The whole narrative of King Louis’s flight and his eventual capture is presented in an adept and elegant manner by Tackett. But still, the main theme and strength of the book actually is in its cautious contextualisation of the various incidents that led to the revolution and also the disentanglement of their eventual impact on the French Revolution. \
One of the most important planks in the revisionist row has been the disagreement and controversy, which held that horror and republicanism were unspoken in the treatise of revolution starting from 1789’s autumn period.
Tackett appropriately castoffs this explanation, as he points to the enormous amount of love and fondness for King Louis that was voiced in the complaint lists in 1789 and in a number of speeches and pamphlets during the initial years of the French revolution. Perceptibly, a majority of the French believed their king when he disputed and remonstrated his backing for the constitutional reforms of the Assembly. Irrespective of this kind of enormous fondness and liking of the people, the prolonged and unequivocal repudiation that he left behind in the Tuileries at the time of his flight from Paris in disguise, devastated that impression and eventually exposed his insincerity and duplicity.
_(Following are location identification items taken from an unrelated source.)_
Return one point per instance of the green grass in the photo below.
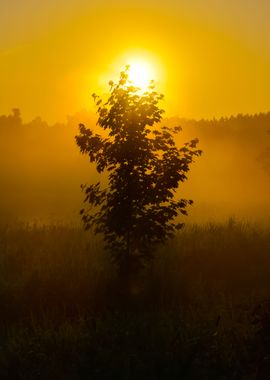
(201, 311)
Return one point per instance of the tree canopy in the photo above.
(137, 207)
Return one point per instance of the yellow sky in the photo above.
(212, 58)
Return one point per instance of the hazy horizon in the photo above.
(210, 59)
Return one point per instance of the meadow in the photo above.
(201, 310)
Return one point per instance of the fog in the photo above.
(42, 169)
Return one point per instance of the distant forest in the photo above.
(41, 167)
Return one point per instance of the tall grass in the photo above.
(201, 310)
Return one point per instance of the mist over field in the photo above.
(42, 169)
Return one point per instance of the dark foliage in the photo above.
(137, 208)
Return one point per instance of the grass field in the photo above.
(202, 310)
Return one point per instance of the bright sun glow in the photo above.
(140, 74)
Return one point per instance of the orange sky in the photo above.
(212, 57)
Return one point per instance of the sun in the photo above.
(141, 73)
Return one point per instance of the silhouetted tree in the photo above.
(136, 209)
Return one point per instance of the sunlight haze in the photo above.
(211, 58)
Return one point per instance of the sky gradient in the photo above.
(211, 58)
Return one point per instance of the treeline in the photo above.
(41, 168)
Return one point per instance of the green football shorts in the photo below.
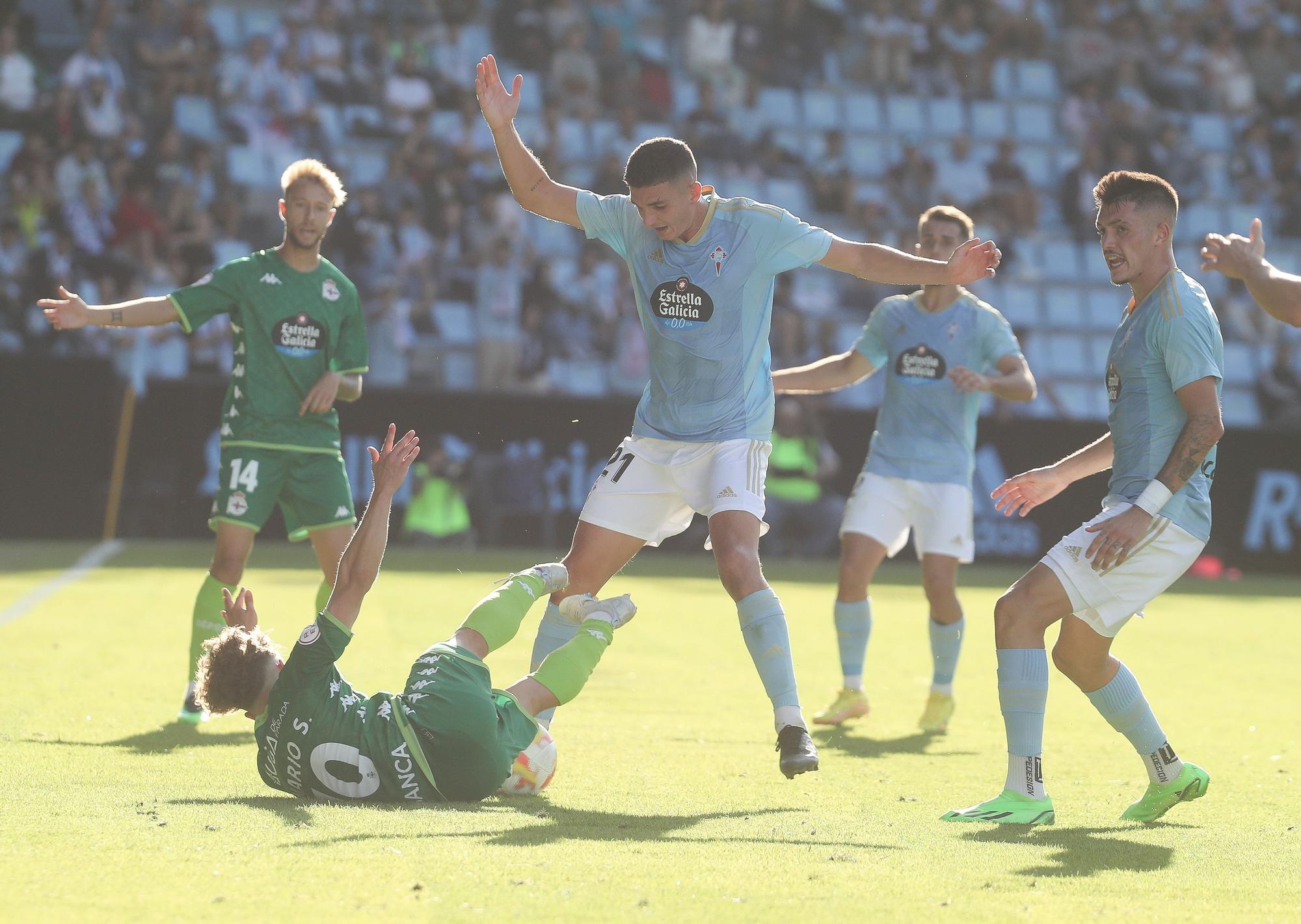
(469, 732)
(312, 488)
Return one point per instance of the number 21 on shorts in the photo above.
(244, 475)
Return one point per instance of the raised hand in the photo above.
(1022, 494)
(390, 465)
(67, 313)
(239, 611)
(498, 105)
(974, 261)
(1235, 256)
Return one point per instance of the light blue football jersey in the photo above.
(926, 429)
(706, 308)
(1166, 343)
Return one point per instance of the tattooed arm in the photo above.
(1201, 432)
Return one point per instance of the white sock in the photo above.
(1026, 776)
(789, 715)
(1164, 764)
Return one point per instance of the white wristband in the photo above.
(1155, 497)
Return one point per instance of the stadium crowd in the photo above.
(141, 145)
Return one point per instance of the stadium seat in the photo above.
(863, 112)
(1239, 365)
(905, 115)
(261, 21)
(868, 155)
(946, 116)
(1065, 309)
(779, 107)
(1021, 305)
(1058, 261)
(1241, 408)
(226, 24)
(1034, 123)
(456, 323)
(989, 119)
(823, 111)
(196, 118)
(1211, 132)
(11, 142)
(1038, 80)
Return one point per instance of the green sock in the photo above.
(323, 596)
(499, 614)
(208, 617)
(567, 669)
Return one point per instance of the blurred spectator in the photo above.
(802, 514)
(18, 83)
(1278, 391)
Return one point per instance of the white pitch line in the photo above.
(80, 569)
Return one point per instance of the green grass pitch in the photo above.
(668, 803)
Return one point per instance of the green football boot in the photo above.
(1191, 784)
(1008, 808)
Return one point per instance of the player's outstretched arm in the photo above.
(1243, 258)
(829, 374)
(974, 261)
(70, 311)
(361, 562)
(1022, 494)
(529, 181)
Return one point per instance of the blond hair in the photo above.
(949, 214)
(234, 669)
(315, 171)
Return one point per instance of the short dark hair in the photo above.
(659, 161)
(1146, 191)
(948, 214)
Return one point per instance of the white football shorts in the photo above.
(1107, 600)
(651, 488)
(940, 514)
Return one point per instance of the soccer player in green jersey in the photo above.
(300, 345)
(449, 735)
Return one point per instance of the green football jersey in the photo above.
(289, 328)
(319, 738)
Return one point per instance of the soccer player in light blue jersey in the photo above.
(939, 349)
(703, 270)
(1164, 383)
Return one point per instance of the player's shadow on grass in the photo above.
(857, 746)
(176, 737)
(1079, 852)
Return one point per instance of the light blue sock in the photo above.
(1127, 711)
(763, 625)
(554, 631)
(853, 630)
(946, 644)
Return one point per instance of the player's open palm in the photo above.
(499, 105)
(974, 261)
(1022, 494)
(391, 464)
(67, 313)
(239, 611)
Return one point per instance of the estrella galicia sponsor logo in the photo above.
(920, 362)
(1113, 383)
(299, 336)
(681, 305)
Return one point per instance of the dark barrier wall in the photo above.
(58, 423)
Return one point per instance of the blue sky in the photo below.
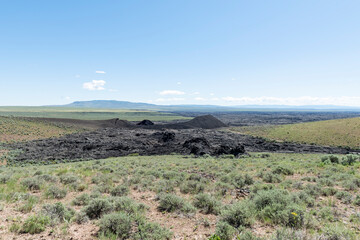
(180, 52)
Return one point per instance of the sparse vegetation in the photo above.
(339, 132)
(289, 195)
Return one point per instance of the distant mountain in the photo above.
(113, 104)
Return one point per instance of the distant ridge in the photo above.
(114, 104)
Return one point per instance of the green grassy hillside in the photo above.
(340, 132)
(88, 114)
(17, 129)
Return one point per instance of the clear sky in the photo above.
(180, 52)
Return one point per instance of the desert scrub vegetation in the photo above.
(257, 196)
(339, 132)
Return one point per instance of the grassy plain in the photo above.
(19, 129)
(260, 196)
(339, 132)
(88, 114)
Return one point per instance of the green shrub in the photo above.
(207, 204)
(349, 160)
(278, 206)
(337, 231)
(120, 190)
(128, 205)
(81, 200)
(271, 178)
(4, 178)
(81, 217)
(116, 223)
(57, 212)
(328, 191)
(172, 203)
(55, 192)
(29, 204)
(192, 186)
(69, 179)
(345, 197)
(357, 200)
(237, 215)
(151, 231)
(283, 170)
(98, 207)
(48, 178)
(164, 186)
(330, 158)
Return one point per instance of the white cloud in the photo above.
(94, 85)
(113, 90)
(171, 92)
(169, 99)
(199, 99)
(295, 101)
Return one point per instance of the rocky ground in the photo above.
(114, 142)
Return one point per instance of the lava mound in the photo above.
(145, 122)
(205, 122)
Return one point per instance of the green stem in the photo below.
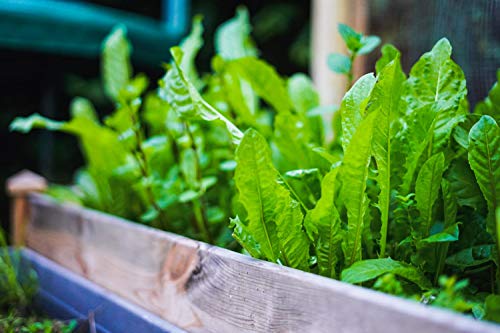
(141, 159)
(350, 75)
(442, 250)
(198, 206)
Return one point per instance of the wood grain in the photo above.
(202, 288)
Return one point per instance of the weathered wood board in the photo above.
(203, 288)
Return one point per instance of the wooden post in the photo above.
(326, 15)
(18, 187)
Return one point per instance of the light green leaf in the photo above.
(369, 43)
(351, 38)
(188, 165)
(435, 93)
(339, 63)
(294, 244)
(264, 80)
(385, 102)
(292, 139)
(354, 177)
(464, 185)
(232, 38)
(491, 104)
(305, 99)
(450, 234)
(324, 226)
(450, 203)
(354, 105)
(472, 256)
(181, 94)
(389, 53)
(427, 190)
(303, 95)
(244, 237)
(190, 46)
(484, 159)
(261, 195)
(492, 308)
(435, 77)
(116, 68)
(367, 270)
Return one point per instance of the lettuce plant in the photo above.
(406, 194)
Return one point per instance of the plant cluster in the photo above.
(406, 194)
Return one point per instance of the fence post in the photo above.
(18, 187)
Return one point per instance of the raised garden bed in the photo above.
(67, 296)
(204, 288)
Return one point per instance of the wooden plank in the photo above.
(64, 295)
(203, 288)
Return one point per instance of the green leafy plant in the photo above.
(407, 197)
(357, 44)
(18, 285)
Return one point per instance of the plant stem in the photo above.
(198, 206)
(442, 250)
(350, 75)
(141, 159)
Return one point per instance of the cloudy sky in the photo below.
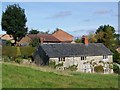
(76, 18)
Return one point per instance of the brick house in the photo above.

Louis XVI arises out Tackett’s account both as a well-intentioned, kind-hearted yet as an imperfect individual who failed to learn his lessons from the various mistakes he had committed in the past. Varennes was extremely vital in the French Revolution and the course of its development. Had this incident at Varennes failed to have happened and had King Louis sincerely united liaised with the Revolution, neither conflict nor trepidation would have occurred and the entire European history would not have been the same as to what is being read today. A constitutional monarchy would have possibly fascinated and enticed numerous and adequate support among the affluent classes of the society that would have helped in marginalizing both counter-revolutionary fanaticism as well as popular extremism in the whole of Europe. Instead, if King Louis would have crossed Varennes without any difficulty and successfully reached his planned destination, the outcome certainly would have been a civil war, that would have eventually progressed into a broader conflict of Europe as his flight would forcibly have crossed the borders of France and finally reached the Austrian Netherlands. Hitherto in the due course, through his own prejudice, stupidity, and inability, King Louis symptomatically fell between the above two pews.
Tackett, Timothy. 2003. When the King Tookj Flight. USA: President and Fellows of Haravard College.